Le point commun de ces décisions : le juge regarde ce que le syndic a réellement fait, pas ce que l'assemblée a bien voulu signer en fin de séance.

Comment voter le quitus intelligemment ?

Je ne dirai pas « refusez systématiquement le quitus » : ce serait absurde, et cela empoisonnerait la relation avec un syndic qui travaille correctement. Voici la méthode que je recommande aux conseils syndicaux.

  • Séparez les deux votes dans votre tête. Approuver les comptes n'oblige pas à donner quitus. Si les chiffres sont justes mais la gestion mauvaise, votez oui puis non.
  • Vérifiez qu'il n'y a pas de dossier en cours. Sinistre non résolu, contentieux, travaux votés jamais lancés : tant que ce n'est pas soldé, le quitus est prématuré.
  • Faites inscrire vos réserves au procès-verbal. Un quitus « sous réserve du dossier d'infiltrations du bâtiment B » n'a pas la même portée qu'un quitus sec.
  • Notez votre position. Voter contre, ou être défaillant, vous laisse 2 mois pour contester la résolution. Voter pour vous ferme cette porte-là — pas les autres.
  • Ne comptez pas sur le quitus pour juger un syndic. Ce vote ne mesure rien. Pour évaluer objectivement votre gestionnaire, appuyez-vous sur des critères vérifiables : délais de réponse, tenue des comptes, exécution des décisions d'AG. Notre grille d'évaluation de la performance d'un syndic est faite pour cela.

Et si le vrai problème, c'est le syndic lui-même ?

Le quitus est souvent le symptôme, pas la maladie.

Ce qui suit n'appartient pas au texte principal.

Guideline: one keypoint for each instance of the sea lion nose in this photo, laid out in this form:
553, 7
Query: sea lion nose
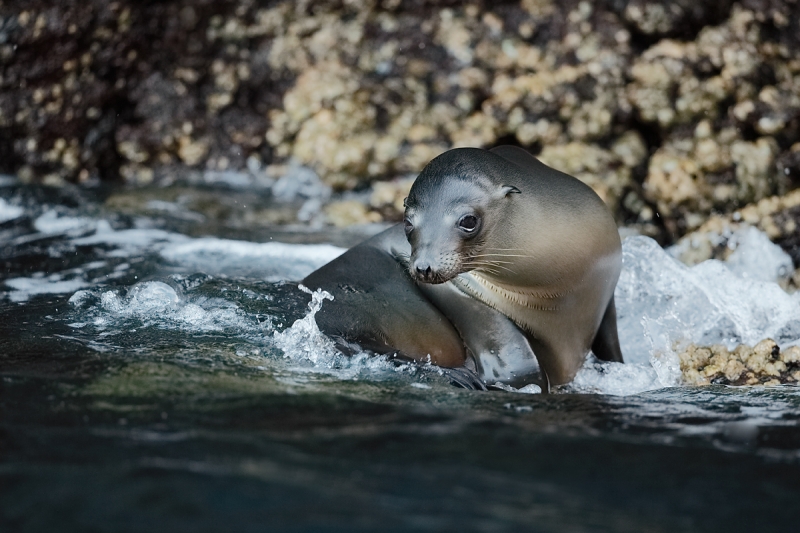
423, 270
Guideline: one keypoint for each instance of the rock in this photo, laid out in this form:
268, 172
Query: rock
763, 364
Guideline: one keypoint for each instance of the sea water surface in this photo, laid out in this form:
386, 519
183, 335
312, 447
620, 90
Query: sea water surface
162, 372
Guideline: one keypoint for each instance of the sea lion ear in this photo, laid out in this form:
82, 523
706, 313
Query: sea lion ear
505, 190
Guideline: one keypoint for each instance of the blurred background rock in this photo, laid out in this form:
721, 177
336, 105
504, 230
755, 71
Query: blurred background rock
672, 111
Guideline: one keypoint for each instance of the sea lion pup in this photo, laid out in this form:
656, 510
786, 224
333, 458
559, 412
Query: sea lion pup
522, 240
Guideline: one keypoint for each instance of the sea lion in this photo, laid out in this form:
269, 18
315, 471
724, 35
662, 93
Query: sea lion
503, 258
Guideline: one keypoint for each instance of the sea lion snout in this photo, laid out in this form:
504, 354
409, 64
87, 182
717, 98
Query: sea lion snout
426, 267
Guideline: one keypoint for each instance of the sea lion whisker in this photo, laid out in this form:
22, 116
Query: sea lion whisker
491, 264
485, 257
509, 255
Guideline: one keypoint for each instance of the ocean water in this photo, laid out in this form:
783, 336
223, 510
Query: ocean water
156, 373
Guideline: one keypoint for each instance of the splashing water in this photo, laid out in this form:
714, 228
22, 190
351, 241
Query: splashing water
303, 341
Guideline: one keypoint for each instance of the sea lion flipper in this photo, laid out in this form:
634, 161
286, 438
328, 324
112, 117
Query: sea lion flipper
606, 342
498, 350
377, 306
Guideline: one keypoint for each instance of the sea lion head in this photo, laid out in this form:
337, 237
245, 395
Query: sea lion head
458, 204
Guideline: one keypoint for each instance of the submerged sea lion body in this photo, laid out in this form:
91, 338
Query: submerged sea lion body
503, 258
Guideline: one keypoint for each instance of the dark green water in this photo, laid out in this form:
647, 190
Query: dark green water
158, 400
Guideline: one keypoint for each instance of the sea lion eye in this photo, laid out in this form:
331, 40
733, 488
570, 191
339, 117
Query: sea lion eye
408, 226
468, 223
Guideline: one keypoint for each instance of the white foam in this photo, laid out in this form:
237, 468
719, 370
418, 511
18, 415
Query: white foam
24, 288
310, 350
300, 183
304, 341
272, 261
662, 302
52, 223
756, 257
156, 303
9, 211
132, 240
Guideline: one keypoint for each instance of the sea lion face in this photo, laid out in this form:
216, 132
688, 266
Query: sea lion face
447, 222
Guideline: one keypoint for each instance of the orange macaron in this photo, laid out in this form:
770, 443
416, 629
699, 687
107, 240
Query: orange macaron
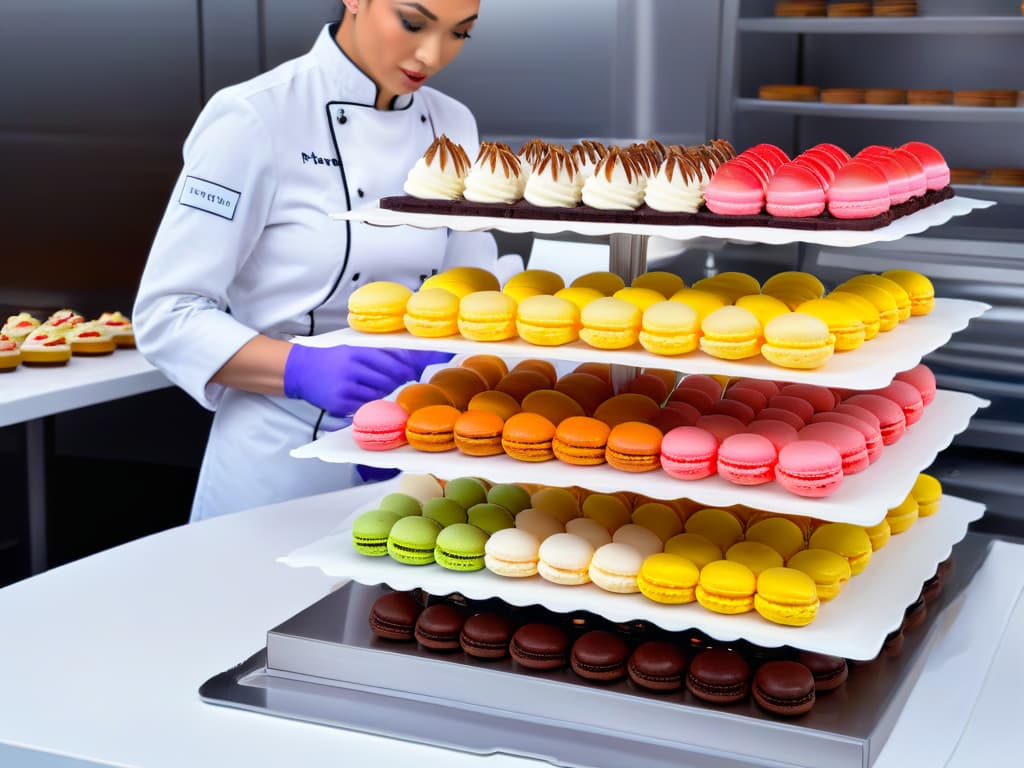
634, 446
432, 428
478, 433
527, 437
581, 440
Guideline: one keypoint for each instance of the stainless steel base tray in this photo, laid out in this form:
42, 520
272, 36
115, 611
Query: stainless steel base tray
325, 666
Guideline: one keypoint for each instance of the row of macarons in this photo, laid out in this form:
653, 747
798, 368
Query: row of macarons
790, 322
808, 444
780, 566
680, 179
783, 681
26, 339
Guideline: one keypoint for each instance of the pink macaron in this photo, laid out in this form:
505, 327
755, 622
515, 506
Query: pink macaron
907, 397
809, 468
859, 190
892, 421
734, 409
780, 414
751, 397
379, 425
821, 398
721, 426
849, 441
689, 453
794, 404
870, 433
747, 459
780, 433
922, 378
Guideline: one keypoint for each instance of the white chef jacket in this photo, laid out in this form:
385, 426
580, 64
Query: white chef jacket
246, 246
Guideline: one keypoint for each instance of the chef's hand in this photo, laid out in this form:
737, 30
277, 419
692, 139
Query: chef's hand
340, 379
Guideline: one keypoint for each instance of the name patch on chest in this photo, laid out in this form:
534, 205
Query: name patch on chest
206, 196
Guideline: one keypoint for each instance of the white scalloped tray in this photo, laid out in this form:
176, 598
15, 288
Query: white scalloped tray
862, 499
914, 223
854, 625
869, 367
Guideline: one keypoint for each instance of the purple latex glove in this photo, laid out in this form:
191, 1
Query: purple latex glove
340, 379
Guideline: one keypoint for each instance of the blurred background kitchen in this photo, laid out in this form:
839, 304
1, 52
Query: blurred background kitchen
98, 96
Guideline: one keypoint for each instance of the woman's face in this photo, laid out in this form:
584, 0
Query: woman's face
400, 44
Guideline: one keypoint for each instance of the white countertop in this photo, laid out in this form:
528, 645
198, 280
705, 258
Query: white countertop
100, 659
30, 392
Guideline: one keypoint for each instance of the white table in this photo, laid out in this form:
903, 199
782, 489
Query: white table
100, 659
30, 395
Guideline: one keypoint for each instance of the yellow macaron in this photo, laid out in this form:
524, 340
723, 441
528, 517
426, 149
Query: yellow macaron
828, 570
670, 328
378, 307
843, 322
610, 324
665, 283
730, 333
786, 596
486, 315
726, 587
668, 579
547, 321
928, 491
603, 282
918, 287
432, 312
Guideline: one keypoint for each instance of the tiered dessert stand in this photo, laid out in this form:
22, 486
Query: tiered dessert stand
325, 666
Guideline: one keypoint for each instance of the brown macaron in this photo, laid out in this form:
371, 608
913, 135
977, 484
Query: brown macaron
478, 433
634, 446
719, 676
599, 655
657, 666
486, 636
783, 688
438, 628
393, 616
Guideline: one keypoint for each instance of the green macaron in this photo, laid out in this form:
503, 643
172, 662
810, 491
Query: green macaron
513, 498
401, 504
491, 517
444, 511
466, 491
371, 529
460, 547
412, 541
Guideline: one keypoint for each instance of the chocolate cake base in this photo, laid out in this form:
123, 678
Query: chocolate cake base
645, 215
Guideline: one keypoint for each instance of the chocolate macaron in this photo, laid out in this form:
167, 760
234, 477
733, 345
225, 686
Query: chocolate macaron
486, 636
719, 676
393, 616
438, 628
784, 688
540, 646
657, 666
599, 655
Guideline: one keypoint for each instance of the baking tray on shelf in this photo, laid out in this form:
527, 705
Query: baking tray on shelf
852, 625
324, 666
862, 498
869, 367
914, 223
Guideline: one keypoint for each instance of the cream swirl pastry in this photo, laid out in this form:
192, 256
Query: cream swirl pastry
555, 181
677, 186
18, 326
587, 155
530, 155
496, 176
615, 184
440, 173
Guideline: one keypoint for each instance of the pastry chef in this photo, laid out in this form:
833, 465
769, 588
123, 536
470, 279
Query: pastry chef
247, 257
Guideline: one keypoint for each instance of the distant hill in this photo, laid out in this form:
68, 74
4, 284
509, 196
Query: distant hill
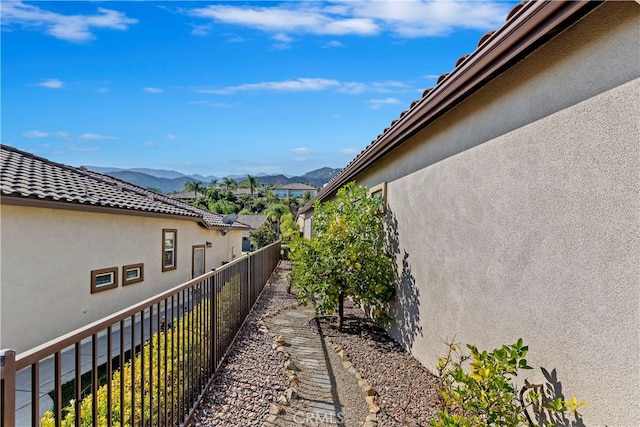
170, 181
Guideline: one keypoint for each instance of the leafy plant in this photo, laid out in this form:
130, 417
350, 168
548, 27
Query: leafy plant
486, 395
345, 257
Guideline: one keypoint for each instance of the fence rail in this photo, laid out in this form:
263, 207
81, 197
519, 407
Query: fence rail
147, 365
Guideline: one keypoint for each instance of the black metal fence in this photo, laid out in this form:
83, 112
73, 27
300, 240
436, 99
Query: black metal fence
147, 365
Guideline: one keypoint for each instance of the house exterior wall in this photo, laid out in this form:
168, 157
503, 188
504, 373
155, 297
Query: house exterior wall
518, 215
48, 256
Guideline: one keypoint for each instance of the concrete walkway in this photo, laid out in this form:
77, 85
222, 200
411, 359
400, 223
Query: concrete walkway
324, 391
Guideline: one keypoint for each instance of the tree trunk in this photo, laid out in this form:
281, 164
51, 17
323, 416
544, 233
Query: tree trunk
340, 309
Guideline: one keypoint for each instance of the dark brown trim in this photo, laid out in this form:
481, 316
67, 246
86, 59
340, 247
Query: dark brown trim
51, 204
175, 249
126, 282
193, 258
532, 24
95, 288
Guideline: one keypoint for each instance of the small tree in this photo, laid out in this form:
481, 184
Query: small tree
262, 236
346, 256
194, 186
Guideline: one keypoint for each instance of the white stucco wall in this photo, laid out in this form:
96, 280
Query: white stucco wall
47, 256
518, 215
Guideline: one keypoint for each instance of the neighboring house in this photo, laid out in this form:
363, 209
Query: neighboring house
253, 222
186, 195
296, 190
513, 202
78, 246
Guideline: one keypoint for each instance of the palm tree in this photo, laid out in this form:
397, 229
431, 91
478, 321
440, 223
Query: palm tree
229, 183
253, 183
194, 186
275, 212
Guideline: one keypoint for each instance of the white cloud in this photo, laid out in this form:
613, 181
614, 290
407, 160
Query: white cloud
282, 37
333, 44
377, 103
288, 18
41, 134
303, 150
73, 28
201, 30
51, 84
35, 134
414, 18
212, 104
375, 87
310, 85
72, 147
297, 85
95, 137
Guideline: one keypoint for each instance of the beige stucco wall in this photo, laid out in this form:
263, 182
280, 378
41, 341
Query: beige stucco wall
518, 215
47, 256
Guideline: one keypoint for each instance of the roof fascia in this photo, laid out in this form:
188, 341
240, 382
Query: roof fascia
50, 204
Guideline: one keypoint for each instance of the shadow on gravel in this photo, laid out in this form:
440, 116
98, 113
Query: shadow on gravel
405, 311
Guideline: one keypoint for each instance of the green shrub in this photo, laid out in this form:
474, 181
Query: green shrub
184, 344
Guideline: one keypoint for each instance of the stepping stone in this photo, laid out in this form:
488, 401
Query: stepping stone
280, 321
306, 350
298, 314
298, 340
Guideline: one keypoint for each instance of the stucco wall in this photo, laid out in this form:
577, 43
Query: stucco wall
48, 255
518, 215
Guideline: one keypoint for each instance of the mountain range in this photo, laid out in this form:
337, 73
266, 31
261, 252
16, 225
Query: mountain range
169, 181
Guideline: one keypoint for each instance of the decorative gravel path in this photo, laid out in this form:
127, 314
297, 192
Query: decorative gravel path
265, 382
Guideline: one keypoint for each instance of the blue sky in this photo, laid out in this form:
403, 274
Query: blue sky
223, 88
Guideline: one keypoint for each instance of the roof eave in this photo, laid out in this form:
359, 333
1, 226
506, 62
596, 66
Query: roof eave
532, 24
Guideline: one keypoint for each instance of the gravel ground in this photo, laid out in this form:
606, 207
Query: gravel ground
252, 376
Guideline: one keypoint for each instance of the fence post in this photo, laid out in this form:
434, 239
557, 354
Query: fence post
8, 387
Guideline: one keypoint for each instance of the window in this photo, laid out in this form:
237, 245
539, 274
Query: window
104, 279
169, 249
380, 192
133, 273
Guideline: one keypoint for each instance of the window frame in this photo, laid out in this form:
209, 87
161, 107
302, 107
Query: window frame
165, 231
95, 288
140, 278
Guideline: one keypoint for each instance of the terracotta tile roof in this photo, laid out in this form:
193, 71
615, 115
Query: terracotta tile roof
527, 25
25, 176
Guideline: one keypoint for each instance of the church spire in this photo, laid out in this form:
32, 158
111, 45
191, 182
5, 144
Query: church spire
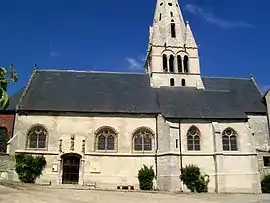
172, 56
168, 25
189, 37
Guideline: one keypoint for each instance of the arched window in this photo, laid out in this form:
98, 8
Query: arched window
143, 140
229, 140
3, 139
106, 139
183, 82
193, 139
165, 63
186, 64
172, 82
173, 32
171, 63
37, 138
179, 64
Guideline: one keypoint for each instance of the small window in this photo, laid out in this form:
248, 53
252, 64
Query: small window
229, 140
37, 138
171, 63
179, 64
165, 63
3, 139
143, 140
172, 82
266, 161
183, 82
106, 139
173, 32
186, 64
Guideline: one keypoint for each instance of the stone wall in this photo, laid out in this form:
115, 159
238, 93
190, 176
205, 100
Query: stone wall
105, 169
264, 170
5, 167
7, 120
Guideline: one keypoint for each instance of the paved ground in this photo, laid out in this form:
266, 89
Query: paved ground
46, 195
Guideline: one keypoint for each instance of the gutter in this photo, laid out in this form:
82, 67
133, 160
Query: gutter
156, 151
180, 151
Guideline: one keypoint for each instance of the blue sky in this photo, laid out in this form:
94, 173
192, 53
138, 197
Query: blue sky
112, 35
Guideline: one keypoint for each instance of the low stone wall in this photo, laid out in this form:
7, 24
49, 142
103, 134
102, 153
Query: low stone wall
6, 167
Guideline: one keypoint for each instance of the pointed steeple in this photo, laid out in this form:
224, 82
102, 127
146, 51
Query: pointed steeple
189, 38
168, 25
172, 55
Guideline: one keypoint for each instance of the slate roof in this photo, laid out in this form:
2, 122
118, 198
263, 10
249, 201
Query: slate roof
223, 98
97, 92
101, 92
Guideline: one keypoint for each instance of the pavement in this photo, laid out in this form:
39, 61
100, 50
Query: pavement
38, 194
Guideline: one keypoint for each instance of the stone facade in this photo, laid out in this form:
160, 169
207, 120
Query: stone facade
5, 166
215, 162
107, 170
7, 121
235, 169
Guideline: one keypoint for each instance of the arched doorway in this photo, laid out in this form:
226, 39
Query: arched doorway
71, 168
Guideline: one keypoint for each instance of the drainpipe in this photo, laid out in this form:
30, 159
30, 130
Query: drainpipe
156, 146
180, 151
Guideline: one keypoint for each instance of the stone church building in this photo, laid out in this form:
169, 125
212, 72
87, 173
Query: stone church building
100, 128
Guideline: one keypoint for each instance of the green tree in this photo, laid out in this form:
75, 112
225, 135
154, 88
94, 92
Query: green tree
29, 167
194, 180
6, 76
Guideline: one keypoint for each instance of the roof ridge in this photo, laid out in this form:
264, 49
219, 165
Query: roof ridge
89, 71
25, 89
231, 78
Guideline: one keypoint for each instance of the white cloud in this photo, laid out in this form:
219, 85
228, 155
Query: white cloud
53, 53
135, 64
211, 18
265, 88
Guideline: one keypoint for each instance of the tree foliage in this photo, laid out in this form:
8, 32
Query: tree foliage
28, 167
146, 176
265, 184
194, 180
6, 76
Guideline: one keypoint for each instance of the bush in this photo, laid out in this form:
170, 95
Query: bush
29, 168
146, 176
265, 184
192, 178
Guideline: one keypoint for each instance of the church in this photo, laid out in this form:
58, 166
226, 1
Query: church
100, 128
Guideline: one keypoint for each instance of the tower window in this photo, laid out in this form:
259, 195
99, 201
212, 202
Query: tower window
172, 82
173, 32
165, 64
186, 64
179, 64
171, 63
183, 82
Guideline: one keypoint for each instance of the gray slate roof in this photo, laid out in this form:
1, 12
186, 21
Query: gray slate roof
101, 92
223, 98
89, 92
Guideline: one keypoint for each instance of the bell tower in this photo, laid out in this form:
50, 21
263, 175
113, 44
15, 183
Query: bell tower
172, 55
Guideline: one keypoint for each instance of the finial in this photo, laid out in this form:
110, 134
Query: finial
35, 67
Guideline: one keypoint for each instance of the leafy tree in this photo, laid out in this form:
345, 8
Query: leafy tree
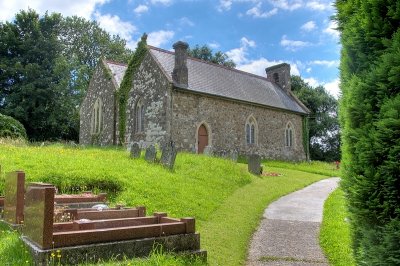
45, 66
9, 127
32, 75
323, 122
370, 119
205, 53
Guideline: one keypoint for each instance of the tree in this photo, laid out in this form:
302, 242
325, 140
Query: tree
323, 121
205, 53
32, 75
370, 119
45, 66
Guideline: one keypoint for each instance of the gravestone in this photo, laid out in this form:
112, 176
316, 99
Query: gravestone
208, 150
151, 153
254, 164
135, 150
234, 155
168, 155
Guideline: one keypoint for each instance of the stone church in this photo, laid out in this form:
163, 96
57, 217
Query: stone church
197, 104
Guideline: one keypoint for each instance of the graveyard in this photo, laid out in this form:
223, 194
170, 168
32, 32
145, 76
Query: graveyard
210, 189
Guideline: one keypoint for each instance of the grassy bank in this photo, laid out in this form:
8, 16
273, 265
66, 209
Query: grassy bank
335, 231
225, 199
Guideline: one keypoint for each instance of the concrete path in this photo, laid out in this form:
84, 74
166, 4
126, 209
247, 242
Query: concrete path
288, 234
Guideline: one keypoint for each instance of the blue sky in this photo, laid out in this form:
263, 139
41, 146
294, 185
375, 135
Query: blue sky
255, 34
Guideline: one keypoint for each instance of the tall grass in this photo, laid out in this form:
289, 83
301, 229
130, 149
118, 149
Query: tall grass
335, 237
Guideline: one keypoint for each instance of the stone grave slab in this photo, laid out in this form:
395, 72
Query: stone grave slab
168, 155
254, 164
151, 153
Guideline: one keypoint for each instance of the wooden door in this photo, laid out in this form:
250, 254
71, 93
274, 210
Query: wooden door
203, 139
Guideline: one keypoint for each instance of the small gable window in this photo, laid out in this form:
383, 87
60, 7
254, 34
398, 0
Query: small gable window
96, 124
289, 135
251, 130
139, 119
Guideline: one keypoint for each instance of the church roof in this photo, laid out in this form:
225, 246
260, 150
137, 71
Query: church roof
117, 70
220, 81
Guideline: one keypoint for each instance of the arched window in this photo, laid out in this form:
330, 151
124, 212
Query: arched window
139, 119
96, 124
251, 130
289, 135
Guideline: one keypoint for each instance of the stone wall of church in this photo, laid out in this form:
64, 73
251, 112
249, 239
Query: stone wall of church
101, 86
151, 87
225, 122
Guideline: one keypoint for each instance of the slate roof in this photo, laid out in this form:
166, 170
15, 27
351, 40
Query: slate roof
216, 80
117, 70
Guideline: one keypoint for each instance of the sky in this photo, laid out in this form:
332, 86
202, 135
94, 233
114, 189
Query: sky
255, 34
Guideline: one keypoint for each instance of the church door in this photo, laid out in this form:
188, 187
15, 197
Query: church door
203, 138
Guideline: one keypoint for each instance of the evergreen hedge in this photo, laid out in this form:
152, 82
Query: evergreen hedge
370, 120
11, 128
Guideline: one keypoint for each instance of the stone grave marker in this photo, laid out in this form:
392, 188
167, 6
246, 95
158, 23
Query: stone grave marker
151, 153
208, 150
168, 155
254, 164
135, 150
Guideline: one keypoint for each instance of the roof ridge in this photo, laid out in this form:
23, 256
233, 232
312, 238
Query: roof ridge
212, 64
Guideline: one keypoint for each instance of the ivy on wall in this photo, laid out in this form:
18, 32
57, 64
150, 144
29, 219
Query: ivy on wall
126, 84
306, 145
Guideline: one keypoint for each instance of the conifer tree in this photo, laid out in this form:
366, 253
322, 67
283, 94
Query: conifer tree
370, 120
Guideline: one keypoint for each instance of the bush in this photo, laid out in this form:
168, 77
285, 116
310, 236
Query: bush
11, 128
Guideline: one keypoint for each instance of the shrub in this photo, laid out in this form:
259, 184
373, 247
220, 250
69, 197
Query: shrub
11, 128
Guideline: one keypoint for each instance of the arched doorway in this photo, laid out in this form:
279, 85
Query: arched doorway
202, 138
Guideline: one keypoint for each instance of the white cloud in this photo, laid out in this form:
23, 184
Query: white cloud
308, 26
319, 5
256, 12
332, 29
287, 4
258, 66
85, 9
185, 21
114, 25
158, 38
224, 5
327, 63
214, 45
163, 2
292, 45
238, 55
312, 81
140, 9
333, 87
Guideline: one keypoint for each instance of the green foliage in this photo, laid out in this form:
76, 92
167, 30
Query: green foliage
205, 53
12, 249
11, 128
369, 115
126, 84
209, 189
323, 124
45, 66
335, 236
316, 167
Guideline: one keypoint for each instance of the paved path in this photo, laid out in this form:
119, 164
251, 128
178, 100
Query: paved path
288, 234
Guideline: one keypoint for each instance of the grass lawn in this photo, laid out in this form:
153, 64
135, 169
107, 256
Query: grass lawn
335, 231
225, 199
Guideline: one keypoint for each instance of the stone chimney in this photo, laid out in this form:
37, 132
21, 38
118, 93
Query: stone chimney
180, 73
280, 74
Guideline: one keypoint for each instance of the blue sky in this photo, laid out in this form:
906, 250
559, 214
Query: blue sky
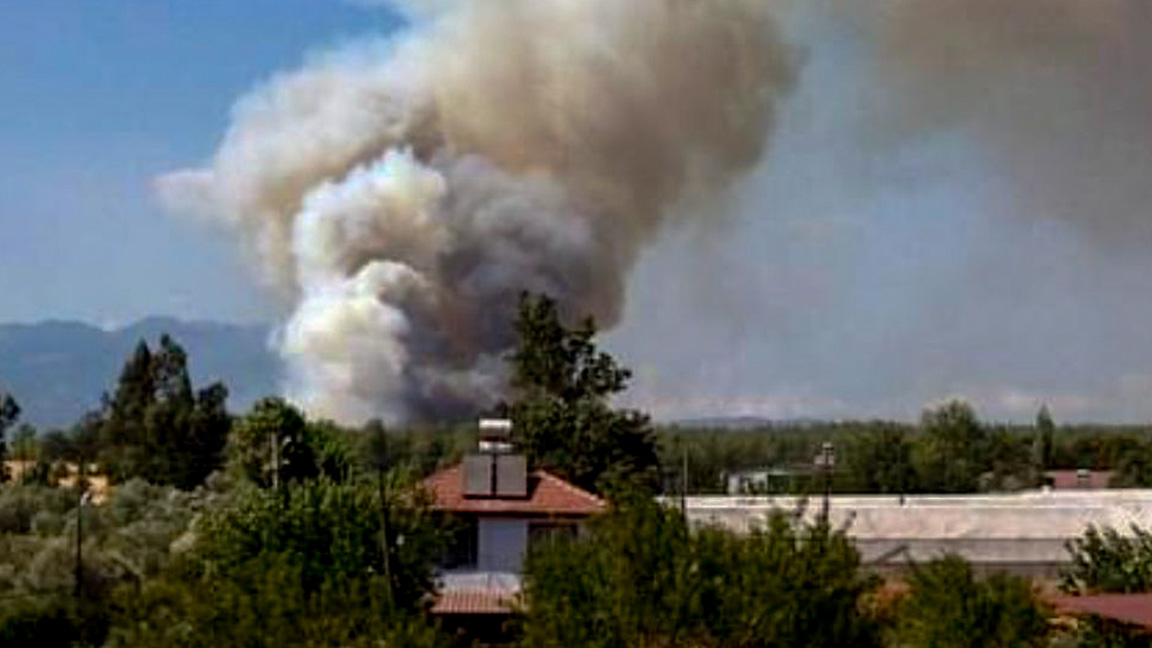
100, 97
851, 278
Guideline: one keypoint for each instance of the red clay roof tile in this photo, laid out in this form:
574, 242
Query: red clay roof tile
548, 495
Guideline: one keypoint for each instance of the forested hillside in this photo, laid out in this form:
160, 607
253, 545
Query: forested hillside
58, 370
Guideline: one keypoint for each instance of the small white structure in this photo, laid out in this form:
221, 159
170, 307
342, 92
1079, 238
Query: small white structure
500, 509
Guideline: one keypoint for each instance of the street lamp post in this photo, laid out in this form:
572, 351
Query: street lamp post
826, 460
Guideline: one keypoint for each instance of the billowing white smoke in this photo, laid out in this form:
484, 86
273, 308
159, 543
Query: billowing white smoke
402, 195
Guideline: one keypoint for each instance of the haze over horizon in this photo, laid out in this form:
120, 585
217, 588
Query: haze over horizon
904, 239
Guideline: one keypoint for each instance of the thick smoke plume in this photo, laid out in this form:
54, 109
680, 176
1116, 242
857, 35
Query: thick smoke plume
1056, 93
403, 194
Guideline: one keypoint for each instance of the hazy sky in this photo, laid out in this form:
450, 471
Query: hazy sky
894, 248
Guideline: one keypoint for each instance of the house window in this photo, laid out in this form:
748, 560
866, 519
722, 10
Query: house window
543, 533
462, 545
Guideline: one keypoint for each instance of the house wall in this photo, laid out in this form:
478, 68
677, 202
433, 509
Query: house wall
502, 542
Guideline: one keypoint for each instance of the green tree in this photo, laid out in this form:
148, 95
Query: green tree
948, 607
311, 569
953, 451
878, 458
561, 412
9, 413
154, 426
643, 577
270, 444
1104, 562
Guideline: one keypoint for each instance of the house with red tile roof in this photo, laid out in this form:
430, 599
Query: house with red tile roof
499, 509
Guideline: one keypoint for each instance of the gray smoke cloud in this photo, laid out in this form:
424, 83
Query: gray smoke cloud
960, 196
401, 195
1056, 92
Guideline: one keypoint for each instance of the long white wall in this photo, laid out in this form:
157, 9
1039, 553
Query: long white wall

Quand un conseil syndical hésite à le voter, c'est que la confiance est déjà entamée.

Deux réflexes utiles avant d'en arriver au contentieux :

  • Objectivez le coût. Les charges de copropriété se situent en 2026 entre 25 et 40 € par m² et par an selon les immeubles et les équipements. Si vous êtes très au-dessus, ce n'est pas une fatalité. Comparez votre situation avec le baromètre des charges de copropriété, et détaillez poste par poste avec l'estimateur de charges.
  • Testez le marché. Changer de syndic n'est ni long ni coûteux quand c'est préparé en amont de l'AG. Vous pouvez consulter les gestionnaires de votre secteur dans l'annuaire des syndics, ou lancer directement un appel d'offres auprès de plusieurs syndics pour obtenir des devis comparables.

Une copropriété qui met son syndic en concurrence tous les trois ou quatre ans n'est pas une copropriété méfiante. C'est une copropriété qui fait son travail.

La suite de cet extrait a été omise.